The Depression and Bipolar Support Alliance of Northern Virginia      

DBSA-NOVA: Support For Loved Ones

Support Group

B ipolar disorder, also known as manic-depressive illness, is a brain disorder that has a significant impact on the loved ones of those who suffer as well as those who suffer from the illness. Different from the normal ups and downs that everyone goes through, the symptoms of bipolar disorder are severe, and they often leave family members reeling, searching for solutions from therapists, psychologists, psychiatrists, other mental health professionals and support groups in order to help their loved ones with bipolar. The disorder often contributes to additional character flaws, personality disorders and can result in damaged relationships, poor job or school performance and even suicide. But there is good news: bipolar disorder can be treated, and people with this illness can lead full and productive lives. One of the most important elements to successful recovery is learning about bipolar by the person who suffers and their loved ones, and then building a support network of loved ones made up of family and/or friends.
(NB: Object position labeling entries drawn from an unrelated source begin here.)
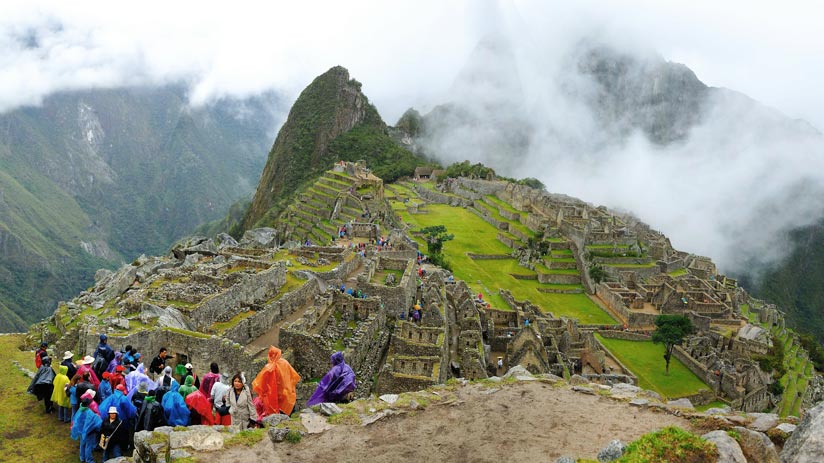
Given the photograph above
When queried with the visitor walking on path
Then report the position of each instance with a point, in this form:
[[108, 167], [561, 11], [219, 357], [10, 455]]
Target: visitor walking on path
[[39, 354], [220, 400], [42, 384], [336, 385], [115, 435], [60, 396], [85, 427], [240, 403], [276, 384]]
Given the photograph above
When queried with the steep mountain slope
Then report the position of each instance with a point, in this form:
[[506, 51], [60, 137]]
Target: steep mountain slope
[[331, 120], [95, 177], [602, 109]]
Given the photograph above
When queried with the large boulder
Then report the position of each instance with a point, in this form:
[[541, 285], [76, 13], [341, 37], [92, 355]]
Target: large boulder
[[728, 449], [756, 445], [613, 451], [202, 438], [806, 445], [763, 421], [168, 317]]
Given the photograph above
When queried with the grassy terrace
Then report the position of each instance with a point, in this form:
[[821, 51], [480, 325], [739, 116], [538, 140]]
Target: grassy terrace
[[494, 200], [474, 235], [647, 363], [513, 224], [799, 370], [27, 433]]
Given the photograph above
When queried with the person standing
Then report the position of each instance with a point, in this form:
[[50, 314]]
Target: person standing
[[85, 427], [69, 363], [276, 384], [158, 363], [114, 432], [219, 395], [337, 385], [240, 403], [209, 379], [42, 384], [39, 354], [60, 395]]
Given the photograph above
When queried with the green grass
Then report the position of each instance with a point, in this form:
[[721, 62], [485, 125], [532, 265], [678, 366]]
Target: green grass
[[26, 433], [713, 404], [494, 200], [670, 444], [646, 361], [473, 234], [246, 438]]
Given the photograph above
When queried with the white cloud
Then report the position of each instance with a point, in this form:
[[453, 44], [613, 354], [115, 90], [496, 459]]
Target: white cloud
[[409, 53]]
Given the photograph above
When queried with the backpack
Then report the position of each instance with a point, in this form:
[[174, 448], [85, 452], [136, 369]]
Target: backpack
[[99, 366]]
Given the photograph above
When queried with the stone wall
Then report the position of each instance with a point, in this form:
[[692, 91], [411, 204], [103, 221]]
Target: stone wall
[[195, 348], [625, 335], [253, 289], [550, 278], [442, 198], [253, 327]]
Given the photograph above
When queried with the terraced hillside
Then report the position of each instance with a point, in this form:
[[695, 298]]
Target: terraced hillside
[[486, 234]]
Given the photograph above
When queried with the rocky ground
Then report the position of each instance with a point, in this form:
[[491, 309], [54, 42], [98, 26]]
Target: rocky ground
[[525, 421]]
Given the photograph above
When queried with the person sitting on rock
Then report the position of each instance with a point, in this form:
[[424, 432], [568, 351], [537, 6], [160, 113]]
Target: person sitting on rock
[[276, 384], [337, 385]]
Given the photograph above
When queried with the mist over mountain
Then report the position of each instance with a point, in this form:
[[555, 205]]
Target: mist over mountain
[[718, 172], [93, 178]]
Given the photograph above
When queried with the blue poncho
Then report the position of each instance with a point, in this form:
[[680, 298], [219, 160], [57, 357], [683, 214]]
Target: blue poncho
[[339, 381], [86, 423], [125, 409], [174, 408]]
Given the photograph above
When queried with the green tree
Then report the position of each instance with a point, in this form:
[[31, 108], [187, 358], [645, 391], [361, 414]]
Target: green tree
[[597, 273], [670, 331], [435, 236]]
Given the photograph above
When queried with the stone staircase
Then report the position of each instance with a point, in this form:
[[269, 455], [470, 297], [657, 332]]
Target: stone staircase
[[313, 215]]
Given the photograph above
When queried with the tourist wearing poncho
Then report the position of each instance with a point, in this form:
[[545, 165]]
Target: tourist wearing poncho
[[125, 410], [276, 384], [200, 404], [188, 387], [42, 383], [105, 387], [336, 384], [59, 397], [85, 427], [174, 408], [240, 403], [136, 377]]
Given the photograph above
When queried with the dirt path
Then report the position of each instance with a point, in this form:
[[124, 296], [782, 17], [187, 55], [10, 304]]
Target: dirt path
[[529, 421]]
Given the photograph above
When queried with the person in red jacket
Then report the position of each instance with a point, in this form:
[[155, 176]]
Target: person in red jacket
[[40, 353]]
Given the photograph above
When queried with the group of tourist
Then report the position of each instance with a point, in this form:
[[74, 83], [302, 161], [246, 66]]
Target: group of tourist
[[108, 404]]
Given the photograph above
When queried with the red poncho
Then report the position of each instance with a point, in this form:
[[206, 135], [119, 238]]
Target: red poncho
[[275, 384]]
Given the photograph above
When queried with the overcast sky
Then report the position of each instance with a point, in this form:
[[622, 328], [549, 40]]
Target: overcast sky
[[408, 54], [405, 53]]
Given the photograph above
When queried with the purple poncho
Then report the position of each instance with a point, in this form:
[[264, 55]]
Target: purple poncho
[[339, 381]]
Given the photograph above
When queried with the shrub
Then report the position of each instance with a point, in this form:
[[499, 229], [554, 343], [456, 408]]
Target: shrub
[[670, 444]]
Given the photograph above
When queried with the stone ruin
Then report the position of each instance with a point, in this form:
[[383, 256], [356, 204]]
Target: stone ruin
[[227, 301]]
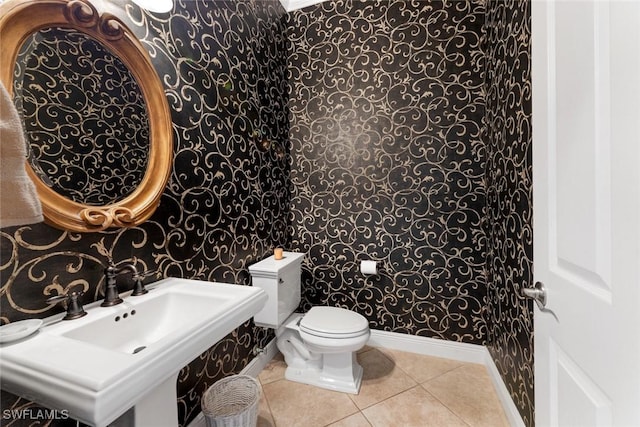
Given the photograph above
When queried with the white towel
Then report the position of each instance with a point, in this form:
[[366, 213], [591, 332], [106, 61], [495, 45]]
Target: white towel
[[19, 202]]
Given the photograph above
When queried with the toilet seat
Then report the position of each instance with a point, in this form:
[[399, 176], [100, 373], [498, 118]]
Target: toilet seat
[[333, 322]]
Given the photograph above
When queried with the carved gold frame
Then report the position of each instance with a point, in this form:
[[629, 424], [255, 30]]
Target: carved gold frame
[[19, 19]]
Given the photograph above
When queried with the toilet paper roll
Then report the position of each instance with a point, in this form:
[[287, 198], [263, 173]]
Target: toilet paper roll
[[368, 267]]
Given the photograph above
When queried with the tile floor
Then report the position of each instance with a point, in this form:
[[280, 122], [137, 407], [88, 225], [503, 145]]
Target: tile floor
[[398, 390]]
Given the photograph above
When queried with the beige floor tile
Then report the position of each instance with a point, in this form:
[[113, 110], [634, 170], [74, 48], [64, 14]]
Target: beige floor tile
[[294, 404], [355, 420], [412, 408], [469, 393], [264, 414], [420, 367], [381, 379], [274, 370]]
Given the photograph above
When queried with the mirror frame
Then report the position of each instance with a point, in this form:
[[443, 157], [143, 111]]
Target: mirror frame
[[18, 20]]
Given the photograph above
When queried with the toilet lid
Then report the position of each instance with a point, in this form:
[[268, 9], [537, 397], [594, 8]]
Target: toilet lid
[[333, 321]]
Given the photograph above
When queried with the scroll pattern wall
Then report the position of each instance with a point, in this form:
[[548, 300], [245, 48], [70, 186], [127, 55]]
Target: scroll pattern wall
[[223, 65], [387, 107], [509, 198]]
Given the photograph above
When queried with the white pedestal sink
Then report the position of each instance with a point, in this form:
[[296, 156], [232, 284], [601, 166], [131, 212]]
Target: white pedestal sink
[[99, 366]]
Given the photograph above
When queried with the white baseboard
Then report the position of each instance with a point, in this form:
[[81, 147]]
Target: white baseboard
[[463, 352], [510, 410], [470, 353], [252, 369]]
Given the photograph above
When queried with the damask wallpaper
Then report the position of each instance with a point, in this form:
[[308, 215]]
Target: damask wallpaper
[[387, 106], [509, 198], [223, 66], [411, 145], [396, 131]]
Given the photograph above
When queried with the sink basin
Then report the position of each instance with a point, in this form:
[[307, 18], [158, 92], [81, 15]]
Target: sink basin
[[99, 366]]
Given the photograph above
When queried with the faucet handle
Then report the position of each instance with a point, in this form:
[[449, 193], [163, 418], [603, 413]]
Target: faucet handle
[[74, 305], [138, 285]]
If you are a loved one of someone with bipolar and want to be a part of their support network (a potentially life or death element of their recovery), we recommend that you check out our publications links for more information, and check out some of the sites listed below.

Centreville Loved Ones Support Group (Bipolar Disorder ONLY): The main way we support family and friends are through our meetings in Centreville. The group meets every other Wednesday (Refer to the calendar for the next meeting date) at 7 p.m at 5675 Stone Road, Suite 230, Centreville, VA 20120. Directions can be found below. If you have any questions, contact Loved Ones Support Group.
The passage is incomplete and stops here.